NFL UK managing director Alistair Kirkwood believes the record crowd for Sunday’s game between the Jacksonville Jaguars and Philadelphia Eagles proves interest in the sport is only growing in the UK.

The Eagles’ 24-18 victory was the 24th NFL game to be staged in London since 2008, and the third to be played at Wembley in as many weeks.

All three of this year’s games – staged on consecutive weekends – sold out, and Sunday’s contest attracted a crowd of 85,870 after organisers were able to open up two additional rows of seating in the lower bowl after reviewing lines of sight.

“The fact that we did triple back-to-back games for the first time, and also had the challenge of selling our first game very quickly because that game was supposed to be played at the new Spurs stadium, means that fan support continues to be incredibly strong,” Kirkwood said.

“That gives us a really good platform going forward and the popularity of the sport seems to be going from strength to strength.

“The demand has been crazy and it gives us a lot of confidence going forward that they will continue to support us.”

The first game of this year’s slate, between the Seattle Seahawks and Oakland Raiders, had been due to be played at Tottenham’s new ground but delays in construction saw it moved to Wembley at late notice, and it was listed as a sell-out with 84,922 in attendance.

Earlier this month NFL executive vice-president Mark Waller said London was still on schedule to be capable of hosting a franchise full-time from 2022 – and pointed to these sold-out games as further evidence.

At the time of those comments Jacksonville owner Shahid Khan had an offer on the table to buy Wembley stadium for £600million, prompting fresh speculation he could look to relocate the Jaguars, but he withdrew that bid a week later after finding it divided opinion.

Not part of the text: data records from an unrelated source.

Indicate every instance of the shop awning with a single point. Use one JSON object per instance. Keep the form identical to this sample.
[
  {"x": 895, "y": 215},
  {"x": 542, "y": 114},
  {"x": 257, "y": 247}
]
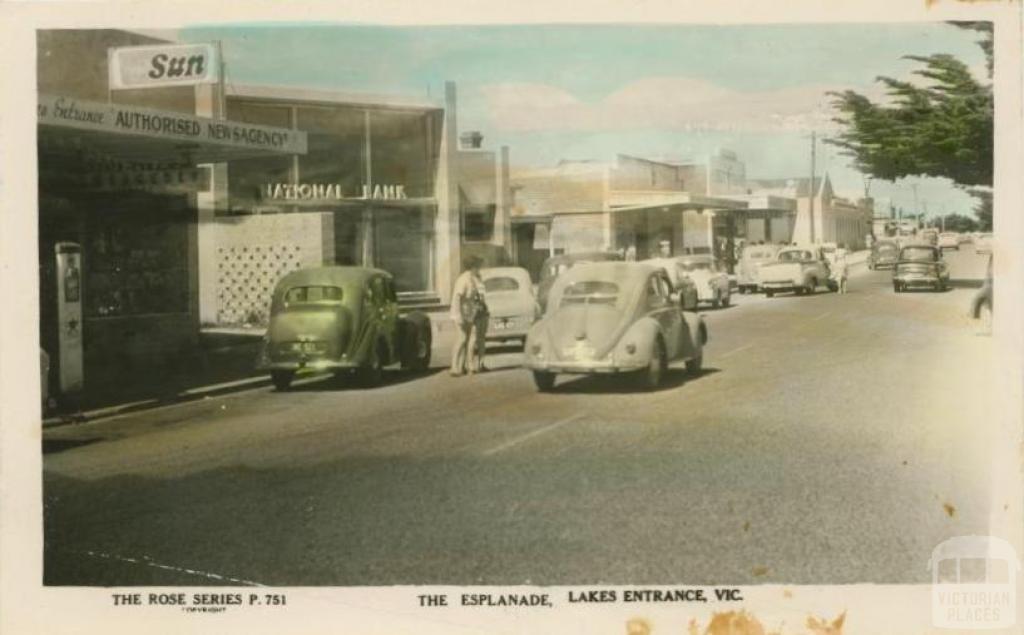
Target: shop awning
[{"x": 137, "y": 134}]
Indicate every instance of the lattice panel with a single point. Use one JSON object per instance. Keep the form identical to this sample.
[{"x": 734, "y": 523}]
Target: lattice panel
[{"x": 246, "y": 277}]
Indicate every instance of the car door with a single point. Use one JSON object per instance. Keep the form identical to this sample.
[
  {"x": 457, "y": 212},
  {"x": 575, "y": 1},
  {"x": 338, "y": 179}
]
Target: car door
[{"x": 663, "y": 309}]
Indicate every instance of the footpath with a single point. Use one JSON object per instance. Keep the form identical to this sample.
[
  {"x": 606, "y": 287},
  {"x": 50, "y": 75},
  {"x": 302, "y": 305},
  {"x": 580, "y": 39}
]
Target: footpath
[{"x": 223, "y": 363}]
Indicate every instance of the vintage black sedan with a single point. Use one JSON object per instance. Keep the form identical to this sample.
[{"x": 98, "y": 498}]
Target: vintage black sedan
[
  {"x": 884, "y": 254},
  {"x": 613, "y": 318},
  {"x": 556, "y": 265},
  {"x": 921, "y": 265},
  {"x": 341, "y": 319}
]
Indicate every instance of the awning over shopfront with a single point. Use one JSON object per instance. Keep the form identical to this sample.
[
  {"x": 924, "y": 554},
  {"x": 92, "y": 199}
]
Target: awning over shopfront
[
  {"x": 641, "y": 201},
  {"x": 143, "y": 135}
]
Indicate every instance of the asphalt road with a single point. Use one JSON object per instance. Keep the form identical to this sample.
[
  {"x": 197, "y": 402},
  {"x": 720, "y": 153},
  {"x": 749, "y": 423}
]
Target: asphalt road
[{"x": 832, "y": 438}]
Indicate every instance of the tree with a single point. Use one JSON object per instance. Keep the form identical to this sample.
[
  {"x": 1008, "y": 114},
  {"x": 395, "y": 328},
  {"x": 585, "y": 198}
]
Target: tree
[
  {"x": 940, "y": 125},
  {"x": 983, "y": 207},
  {"x": 957, "y": 222}
]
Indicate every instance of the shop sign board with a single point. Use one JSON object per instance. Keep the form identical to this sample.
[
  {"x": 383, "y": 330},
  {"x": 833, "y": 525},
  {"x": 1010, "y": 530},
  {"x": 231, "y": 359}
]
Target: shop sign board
[
  {"x": 113, "y": 118},
  {"x": 331, "y": 192},
  {"x": 160, "y": 66}
]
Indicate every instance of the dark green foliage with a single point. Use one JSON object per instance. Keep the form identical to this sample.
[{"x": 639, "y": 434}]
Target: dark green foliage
[{"x": 940, "y": 125}]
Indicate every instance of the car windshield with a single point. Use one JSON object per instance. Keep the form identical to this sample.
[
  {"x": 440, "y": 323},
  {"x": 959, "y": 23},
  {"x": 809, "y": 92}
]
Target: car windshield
[
  {"x": 309, "y": 295},
  {"x": 794, "y": 256},
  {"x": 918, "y": 254},
  {"x": 693, "y": 265},
  {"x": 590, "y": 292},
  {"x": 501, "y": 283}
]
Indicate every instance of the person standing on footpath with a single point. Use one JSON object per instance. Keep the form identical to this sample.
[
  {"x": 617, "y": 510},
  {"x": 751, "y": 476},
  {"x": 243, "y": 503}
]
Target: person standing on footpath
[{"x": 468, "y": 310}]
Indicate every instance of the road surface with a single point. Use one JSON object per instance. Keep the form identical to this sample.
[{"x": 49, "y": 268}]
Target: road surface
[{"x": 832, "y": 438}]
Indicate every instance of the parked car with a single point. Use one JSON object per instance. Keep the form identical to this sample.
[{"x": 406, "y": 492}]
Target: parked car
[
  {"x": 982, "y": 301},
  {"x": 556, "y": 265},
  {"x": 884, "y": 254},
  {"x": 983, "y": 244},
  {"x": 613, "y": 318},
  {"x": 513, "y": 308},
  {"x": 800, "y": 269},
  {"x": 921, "y": 265},
  {"x": 685, "y": 290},
  {"x": 949, "y": 240},
  {"x": 712, "y": 283},
  {"x": 751, "y": 259},
  {"x": 342, "y": 319}
]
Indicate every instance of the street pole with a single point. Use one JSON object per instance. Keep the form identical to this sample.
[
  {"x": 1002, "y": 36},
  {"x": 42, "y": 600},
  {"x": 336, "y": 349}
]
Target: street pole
[{"x": 811, "y": 188}]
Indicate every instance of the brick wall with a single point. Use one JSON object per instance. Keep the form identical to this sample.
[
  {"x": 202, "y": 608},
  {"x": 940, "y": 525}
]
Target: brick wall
[{"x": 252, "y": 253}]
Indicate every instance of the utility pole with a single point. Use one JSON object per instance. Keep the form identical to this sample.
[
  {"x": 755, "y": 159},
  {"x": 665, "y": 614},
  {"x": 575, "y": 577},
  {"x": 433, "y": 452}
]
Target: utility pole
[{"x": 811, "y": 188}]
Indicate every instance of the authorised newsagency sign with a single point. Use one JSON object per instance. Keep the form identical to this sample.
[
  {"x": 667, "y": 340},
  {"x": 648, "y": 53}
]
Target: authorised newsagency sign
[
  {"x": 113, "y": 118},
  {"x": 169, "y": 65}
]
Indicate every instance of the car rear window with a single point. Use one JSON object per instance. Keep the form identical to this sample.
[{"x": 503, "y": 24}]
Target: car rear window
[
  {"x": 501, "y": 283},
  {"x": 312, "y": 294},
  {"x": 794, "y": 256},
  {"x": 590, "y": 292}
]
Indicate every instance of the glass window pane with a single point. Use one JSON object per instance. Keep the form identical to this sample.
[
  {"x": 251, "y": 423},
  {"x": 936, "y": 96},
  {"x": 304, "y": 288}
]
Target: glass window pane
[
  {"x": 248, "y": 177},
  {"x": 402, "y": 153},
  {"x": 336, "y": 147},
  {"x": 135, "y": 265}
]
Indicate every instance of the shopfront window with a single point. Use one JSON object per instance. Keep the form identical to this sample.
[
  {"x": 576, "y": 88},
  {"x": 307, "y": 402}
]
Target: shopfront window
[
  {"x": 402, "y": 151},
  {"x": 337, "y": 147},
  {"x": 403, "y": 245},
  {"x": 248, "y": 177},
  {"x": 135, "y": 266}
]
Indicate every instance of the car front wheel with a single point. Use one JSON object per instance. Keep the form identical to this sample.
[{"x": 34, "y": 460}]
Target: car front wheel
[
  {"x": 650, "y": 377},
  {"x": 545, "y": 381},
  {"x": 282, "y": 379}
]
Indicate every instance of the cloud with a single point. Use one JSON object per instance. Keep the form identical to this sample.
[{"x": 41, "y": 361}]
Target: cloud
[{"x": 659, "y": 102}]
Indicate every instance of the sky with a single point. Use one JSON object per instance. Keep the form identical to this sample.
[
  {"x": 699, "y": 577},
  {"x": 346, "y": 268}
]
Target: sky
[{"x": 579, "y": 91}]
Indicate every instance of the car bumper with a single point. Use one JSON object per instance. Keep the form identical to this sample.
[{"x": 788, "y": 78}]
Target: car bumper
[
  {"x": 778, "y": 285},
  {"x": 312, "y": 365},
  {"x": 584, "y": 367},
  {"x": 508, "y": 328}
]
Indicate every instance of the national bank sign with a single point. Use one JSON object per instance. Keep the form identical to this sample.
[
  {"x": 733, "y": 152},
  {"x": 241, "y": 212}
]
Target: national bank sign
[
  {"x": 117, "y": 119},
  {"x": 170, "y": 65}
]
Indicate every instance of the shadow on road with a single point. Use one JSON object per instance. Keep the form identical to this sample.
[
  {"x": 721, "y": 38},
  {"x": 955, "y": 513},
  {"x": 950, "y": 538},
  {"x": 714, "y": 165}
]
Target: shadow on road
[
  {"x": 348, "y": 381},
  {"x": 966, "y": 283},
  {"x": 626, "y": 382},
  {"x": 61, "y": 445}
]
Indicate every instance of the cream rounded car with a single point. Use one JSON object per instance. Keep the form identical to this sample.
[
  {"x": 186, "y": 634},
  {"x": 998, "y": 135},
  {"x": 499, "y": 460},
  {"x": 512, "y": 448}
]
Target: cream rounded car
[
  {"x": 513, "y": 308},
  {"x": 613, "y": 318}
]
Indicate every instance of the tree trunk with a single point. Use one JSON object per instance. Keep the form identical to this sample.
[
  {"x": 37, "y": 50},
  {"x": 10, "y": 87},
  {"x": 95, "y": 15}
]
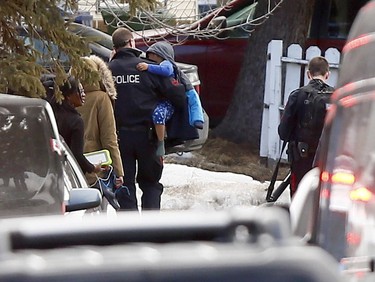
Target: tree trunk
[{"x": 289, "y": 23}]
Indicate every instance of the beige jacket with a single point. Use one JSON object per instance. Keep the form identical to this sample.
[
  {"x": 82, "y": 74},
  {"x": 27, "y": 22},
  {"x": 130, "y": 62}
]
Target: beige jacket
[{"x": 98, "y": 116}]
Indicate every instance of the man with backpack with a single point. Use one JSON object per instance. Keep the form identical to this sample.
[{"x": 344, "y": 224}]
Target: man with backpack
[{"x": 303, "y": 119}]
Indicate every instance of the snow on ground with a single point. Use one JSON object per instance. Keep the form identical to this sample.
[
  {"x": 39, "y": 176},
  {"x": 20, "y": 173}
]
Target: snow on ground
[{"x": 187, "y": 188}]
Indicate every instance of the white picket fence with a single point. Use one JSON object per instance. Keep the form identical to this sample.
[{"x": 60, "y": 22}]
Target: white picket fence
[{"x": 283, "y": 75}]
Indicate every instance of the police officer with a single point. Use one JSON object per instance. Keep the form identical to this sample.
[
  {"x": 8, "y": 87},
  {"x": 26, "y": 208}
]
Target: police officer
[
  {"x": 303, "y": 140},
  {"x": 138, "y": 93}
]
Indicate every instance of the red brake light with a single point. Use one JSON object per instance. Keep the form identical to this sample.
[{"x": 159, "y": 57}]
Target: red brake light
[
  {"x": 341, "y": 177},
  {"x": 197, "y": 88},
  {"x": 361, "y": 194}
]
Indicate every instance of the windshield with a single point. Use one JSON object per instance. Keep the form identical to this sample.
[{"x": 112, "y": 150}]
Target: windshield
[{"x": 25, "y": 159}]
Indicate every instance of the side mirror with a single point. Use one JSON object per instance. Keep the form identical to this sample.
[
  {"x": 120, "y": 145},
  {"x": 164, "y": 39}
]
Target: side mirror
[
  {"x": 304, "y": 206},
  {"x": 83, "y": 198}
]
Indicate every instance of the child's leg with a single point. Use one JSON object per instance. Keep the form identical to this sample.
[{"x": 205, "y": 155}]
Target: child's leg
[
  {"x": 162, "y": 113},
  {"x": 160, "y": 131},
  {"x": 195, "y": 109}
]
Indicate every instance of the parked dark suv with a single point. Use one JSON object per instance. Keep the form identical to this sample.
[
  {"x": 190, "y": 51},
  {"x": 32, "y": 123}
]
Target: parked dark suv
[
  {"x": 34, "y": 166},
  {"x": 334, "y": 206}
]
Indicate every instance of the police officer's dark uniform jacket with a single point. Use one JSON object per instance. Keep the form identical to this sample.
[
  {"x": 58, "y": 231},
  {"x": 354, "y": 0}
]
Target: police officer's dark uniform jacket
[
  {"x": 137, "y": 95},
  {"x": 291, "y": 131}
]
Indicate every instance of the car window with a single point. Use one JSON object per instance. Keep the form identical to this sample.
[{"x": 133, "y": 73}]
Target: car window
[
  {"x": 26, "y": 155},
  {"x": 341, "y": 17}
]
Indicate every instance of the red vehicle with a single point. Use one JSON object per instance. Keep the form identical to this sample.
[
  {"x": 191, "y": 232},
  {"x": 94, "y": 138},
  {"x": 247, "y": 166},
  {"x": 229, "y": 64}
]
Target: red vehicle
[
  {"x": 331, "y": 22},
  {"x": 219, "y": 59}
]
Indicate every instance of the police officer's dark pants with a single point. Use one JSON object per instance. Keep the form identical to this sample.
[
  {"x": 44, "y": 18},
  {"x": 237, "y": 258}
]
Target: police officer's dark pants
[
  {"x": 298, "y": 169},
  {"x": 142, "y": 165}
]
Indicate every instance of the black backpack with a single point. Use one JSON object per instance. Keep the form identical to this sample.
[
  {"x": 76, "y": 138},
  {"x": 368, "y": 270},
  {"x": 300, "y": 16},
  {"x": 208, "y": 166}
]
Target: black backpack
[{"x": 311, "y": 121}]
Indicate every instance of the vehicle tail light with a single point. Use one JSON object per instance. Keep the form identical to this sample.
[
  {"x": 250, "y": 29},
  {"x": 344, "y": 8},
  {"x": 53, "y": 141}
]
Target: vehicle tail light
[
  {"x": 339, "y": 177},
  {"x": 346, "y": 178},
  {"x": 361, "y": 194},
  {"x": 342, "y": 182},
  {"x": 197, "y": 88}
]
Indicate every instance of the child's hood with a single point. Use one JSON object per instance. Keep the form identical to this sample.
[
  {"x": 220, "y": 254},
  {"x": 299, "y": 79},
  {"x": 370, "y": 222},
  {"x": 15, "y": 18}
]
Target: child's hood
[{"x": 162, "y": 49}]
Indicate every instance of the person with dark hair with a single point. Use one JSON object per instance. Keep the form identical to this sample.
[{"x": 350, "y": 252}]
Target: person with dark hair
[
  {"x": 138, "y": 92},
  {"x": 302, "y": 122},
  {"x": 70, "y": 123}
]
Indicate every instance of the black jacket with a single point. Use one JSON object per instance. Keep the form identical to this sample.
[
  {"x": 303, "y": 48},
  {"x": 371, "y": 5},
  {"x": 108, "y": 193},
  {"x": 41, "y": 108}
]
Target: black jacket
[
  {"x": 138, "y": 92},
  {"x": 294, "y": 111}
]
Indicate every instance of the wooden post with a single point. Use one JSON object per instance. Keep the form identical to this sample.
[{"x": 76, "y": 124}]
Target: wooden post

But Kirkwood said the withdrawal of that bid did not have any immediate impact on the NFL’s plans.

“On one level I thought (the bid) was a good sign of progress for our sport over the years, but in terms of how that would have impacted us I think I, like a lot of other people, was just waiting to see if it went through or not,” he said.

“Shahid’s business interests are completely separate so it wasn’t part of our plan.